That got away a little early...

The inserter is a small C++ program that uses pglib to speek to postgres
and the a http-client library that uses libcurl under the hood. The
inserter draws very little CPU and we normally use 2 writer threads that
each posts 1000 records at a time. Its very inefficient to post one at a
time but I've not done any specific testing to know if 1000 is better that
500....

What we're doing now is trying to figure out how to get the query
performance up since is not where we need it to be so we're not done
either...


2014/1/25 svante karlsson <s...@csi.se>

> We are using a postgres server on a different host (same hardware as the
> test solr server). The reason we take the data from the postgres server is
> that is easy to automate testing since we use the same server to produce
> queries. In production we preload the solr from a csv file from a hive
> (hadoop) job and then only write updates ( < 500 / sec ). In our usecase we
> use solr as NoSQL dabase since we really want to do SHOULD queries against
> all the fields. The fields are typically very small text fields (<30 chars)

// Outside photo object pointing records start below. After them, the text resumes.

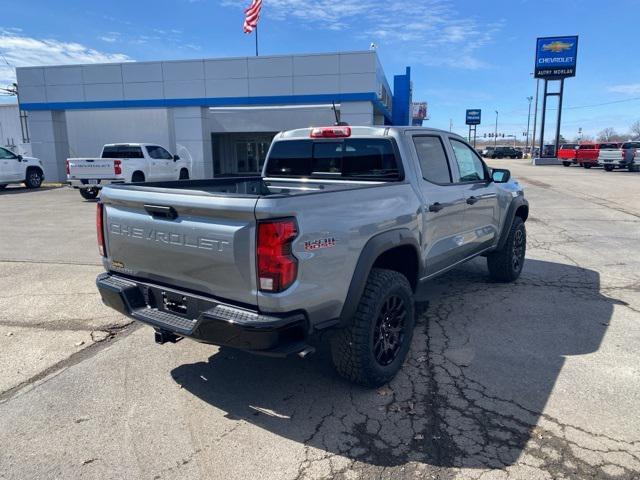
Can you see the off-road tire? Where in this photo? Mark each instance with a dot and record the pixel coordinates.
(502, 263)
(137, 177)
(352, 348)
(89, 193)
(34, 178)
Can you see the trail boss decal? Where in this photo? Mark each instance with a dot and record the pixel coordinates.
(312, 245)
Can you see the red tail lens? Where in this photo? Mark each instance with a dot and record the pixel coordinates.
(100, 228)
(330, 132)
(277, 267)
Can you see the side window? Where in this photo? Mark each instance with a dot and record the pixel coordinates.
(6, 154)
(433, 159)
(470, 166)
(158, 153)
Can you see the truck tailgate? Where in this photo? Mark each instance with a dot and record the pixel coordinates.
(199, 242)
(91, 168)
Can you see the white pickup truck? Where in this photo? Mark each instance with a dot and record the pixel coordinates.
(124, 163)
(18, 169)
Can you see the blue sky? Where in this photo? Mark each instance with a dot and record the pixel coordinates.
(463, 54)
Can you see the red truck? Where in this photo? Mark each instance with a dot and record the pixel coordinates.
(567, 154)
(587, 154)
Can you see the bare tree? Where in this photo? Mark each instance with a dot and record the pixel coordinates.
(607, 135)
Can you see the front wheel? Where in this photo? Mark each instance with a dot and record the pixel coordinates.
(373, 348)
(505, 265)
(89, 193)
(34, 178)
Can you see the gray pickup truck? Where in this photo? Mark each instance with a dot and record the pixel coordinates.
(336, 235)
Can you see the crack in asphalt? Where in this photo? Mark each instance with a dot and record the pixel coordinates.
(112, 334)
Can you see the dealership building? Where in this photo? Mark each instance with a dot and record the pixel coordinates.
(220, 114)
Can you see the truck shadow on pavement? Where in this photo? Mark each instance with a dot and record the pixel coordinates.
(484, 360)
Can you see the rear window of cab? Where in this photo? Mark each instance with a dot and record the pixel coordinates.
(353, 158)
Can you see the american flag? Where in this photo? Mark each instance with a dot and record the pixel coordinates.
(251, 15)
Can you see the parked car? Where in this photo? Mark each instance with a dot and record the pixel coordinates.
(502, 152)
(567, 154)
(124, 163)
(19, 169)
(264, 263)
(587, 154)
(625, 156)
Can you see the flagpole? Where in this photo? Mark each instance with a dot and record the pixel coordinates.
(256, 40)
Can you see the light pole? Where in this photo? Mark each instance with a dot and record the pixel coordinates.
(528, 124)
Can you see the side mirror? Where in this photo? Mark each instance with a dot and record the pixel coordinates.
(500, 175)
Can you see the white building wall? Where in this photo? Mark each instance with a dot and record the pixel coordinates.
(89, 130)
(10, 130)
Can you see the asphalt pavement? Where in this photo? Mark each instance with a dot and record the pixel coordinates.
(536, 379)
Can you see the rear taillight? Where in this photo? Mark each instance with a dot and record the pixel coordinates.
(277, 267)
(100, 228)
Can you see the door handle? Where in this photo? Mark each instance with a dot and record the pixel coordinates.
(159, 211)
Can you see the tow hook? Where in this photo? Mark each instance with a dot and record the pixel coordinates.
(162, 337)
(307, 351)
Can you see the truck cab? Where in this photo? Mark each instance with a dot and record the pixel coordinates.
(125, 163)
(16, 168)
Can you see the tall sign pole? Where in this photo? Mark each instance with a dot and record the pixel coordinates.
(473, 119)
(555, 60)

> but occasionally bigger but I don't think I have more than 128 chars on
> anything in the whole dataset.
>
> <?xml version="1.0" encoding="UTF-8" ?>
> <schema name="example" version="1.1">
>   <types>
>   <fieldType name="uuid" class="solr.UUIDField" indexed="true" />
>   <fieldType name="string" class="solr.StrField" sortMissingLast="true"
> omitNorms="true"/>
>    <fieldType name="boolean" class="solr.BoolField"
> sortMissingLast="true"/>
>    <fieldType name="tdate" class="solr.TrieDateField" precisionStep="6"

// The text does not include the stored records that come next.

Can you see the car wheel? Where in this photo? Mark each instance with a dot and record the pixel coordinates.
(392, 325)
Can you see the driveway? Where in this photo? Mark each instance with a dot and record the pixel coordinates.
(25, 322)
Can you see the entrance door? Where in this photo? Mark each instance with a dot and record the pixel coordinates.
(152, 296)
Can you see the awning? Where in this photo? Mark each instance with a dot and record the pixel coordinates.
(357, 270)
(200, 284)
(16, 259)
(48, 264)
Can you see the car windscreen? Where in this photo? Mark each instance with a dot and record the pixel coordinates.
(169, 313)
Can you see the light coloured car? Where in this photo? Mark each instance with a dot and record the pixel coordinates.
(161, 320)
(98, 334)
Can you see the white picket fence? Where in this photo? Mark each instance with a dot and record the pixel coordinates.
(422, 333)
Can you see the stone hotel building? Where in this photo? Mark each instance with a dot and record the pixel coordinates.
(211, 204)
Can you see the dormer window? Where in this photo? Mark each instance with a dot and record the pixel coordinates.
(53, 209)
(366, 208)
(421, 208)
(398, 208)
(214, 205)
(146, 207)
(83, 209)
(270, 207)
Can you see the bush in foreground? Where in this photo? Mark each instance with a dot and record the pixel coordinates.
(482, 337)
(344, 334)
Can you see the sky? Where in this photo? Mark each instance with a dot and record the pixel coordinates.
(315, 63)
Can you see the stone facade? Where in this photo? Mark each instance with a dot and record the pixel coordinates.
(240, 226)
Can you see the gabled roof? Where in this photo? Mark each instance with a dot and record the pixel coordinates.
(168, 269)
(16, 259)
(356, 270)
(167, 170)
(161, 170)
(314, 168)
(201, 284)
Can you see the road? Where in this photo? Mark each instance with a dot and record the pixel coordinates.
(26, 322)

> positionIncrementGap="0"/>
>    <fieldType name="int" class="solr.TrieIntField" precisionStep="0"
> positionIncrementGap="0"/>
>    <fieldType name="long" class="solr.TrieLongField" precisionStep="0"
> positionIncrementGap="0"/>
>    </types>
> <fields>
> <field name="_version_" type="long" indexed="true" stored="true"
> multiValued="false"/>
> <field name="id" type="string" indexed="true" stored="true"

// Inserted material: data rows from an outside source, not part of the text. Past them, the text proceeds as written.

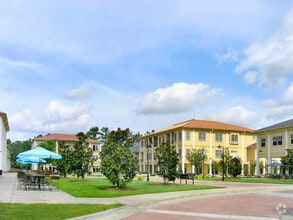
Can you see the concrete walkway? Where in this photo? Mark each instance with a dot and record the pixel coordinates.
(236, 201)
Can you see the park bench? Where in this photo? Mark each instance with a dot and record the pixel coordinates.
(187, 176)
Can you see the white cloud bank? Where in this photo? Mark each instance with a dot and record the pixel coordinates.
(56, 117)
(238, 115)
(271, 62)
(180, 97)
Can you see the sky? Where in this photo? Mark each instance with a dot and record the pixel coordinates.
(67, 66)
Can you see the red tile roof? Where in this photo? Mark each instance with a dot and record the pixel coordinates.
(63, 137)
(206, 125)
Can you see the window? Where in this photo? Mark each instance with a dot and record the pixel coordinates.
(95, 147)
(219, 153)
(95, 169)
(187, 135)
(202, 152)
(234, 138)
(219, 137)
(202, 136)
(262, 142)
(277, 141)
(234, 154)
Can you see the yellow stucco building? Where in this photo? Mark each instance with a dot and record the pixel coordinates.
(69, 140)
(209, 136)
(272, 144)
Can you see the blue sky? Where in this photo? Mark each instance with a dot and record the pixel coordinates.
(70, 65)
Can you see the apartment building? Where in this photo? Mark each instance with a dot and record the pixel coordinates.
(210, 136)
(69, 140)
(272, 144)
(4, 153)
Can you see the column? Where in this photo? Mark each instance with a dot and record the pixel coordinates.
(182, 151)
(153, 161)
(269, 153)
(193, 148)
(257, 158)
(211, 154)
(242, 147)
(139, 157)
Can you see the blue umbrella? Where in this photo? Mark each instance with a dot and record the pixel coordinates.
(39, 152)
(275, 164)
(30, 160)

> required="true" multiValued="false" />
> <field name="name" type="int" indexed="true" stored="true"/>
> <field name="fieldA" type="string" indexed="true" stored="true"/>
> <field name="fieldB" type="string" indexed="true" stored="true"/>
> <field name="fieldC" type="int" indexed="true" stored="true"/>
> <field name="fieldD" type="int" indexed="true" stored="true"/>
> <field name="fieldE" type="int" indexed="true" stored="true"/>
> <field name="fieldF" type="string" indexed="true" stored="true"
> multiValued="true"/>
> <field name="fieldG" type="string" indexed="true" stored="true"
> multiValued="true"/>
> <field name="fieldH" type="string" indexed="true" stored="true"
> multiValued="true"/>
> <field name="fieldI" type="string" indexed="true" stored="true"
> multiValued="true"/>
> <field name="fieldJ" type="string" indexed="true" stored="true"
> multiValued="true"/>
> <field name="fieldK" type="string" indexed="true" stored="true"
> multiValued="true"/>
> <field name="fieldL" type="string" indexed="true" stored="true"/>
> <field name="fieldM" type="string" indexed="true" stored="true"
> multiValued="true"/>
> <field name="fieldN" type="string" indexed="true" stored="true"/>
>
> <field name="fieldO" type="string" indexed="false" stored="true"
> required="false" />
> <field name="ts"  type="long" indexed="true" stored="true"/>
> </fields>
> <uniqueKey>id</uniqueKey>
> <solrQueryParser defaultOperator="OR"/>
> </schema>
>
>
>
>
>
> 2014/1/25 Kranti Parisa <kranti.par...@gmail.com>
>
>> can you post the complete solrconfig.xml file and schema.xml files to
>> review all of your settings that would impact your indexing performance.
>>
>> Thanks,
>> Kranti K. Parisa
>> http://www.linkedin.com/in/krantiparisa
>>
>>
>>
>> On Sat, Jan 25, 2014 at 12:56 AM, Susheel Kumar <
>> susheel.ku...@thedigitalgroup.net> wrote:
>>
>> > Thanks, Svante. Your indexing speed using db seems to really fast. Can
>> you
>> > please provide some more detail on how you are indexing db records. Is
>> it
>> > thru DataImportHandler? And what database? Is that local db?  We are
>> > indexing around 70 fields (60 multivalued) but data is not populated
>> always
>> > in all fields. The average size of document is in 5-10 kbs.
>> >
>> > -----Original Message-----
>> > From: saka.csi...@gmail.com [mailto:saka.csi...@gmail.com] On Behalf Of
>> > svante karlsson
>> > Sent: Friday, January 24, 2014 5:05 PM
>> > To: solr-user@lucene.apache.org
>> > Subject: Re: Solr server requirements for 100+ million documents
>> >
>> > I just indexed 100 million db docs (records) with 22 fields (4
>> > multivalued) in 9524 sec using libcurl.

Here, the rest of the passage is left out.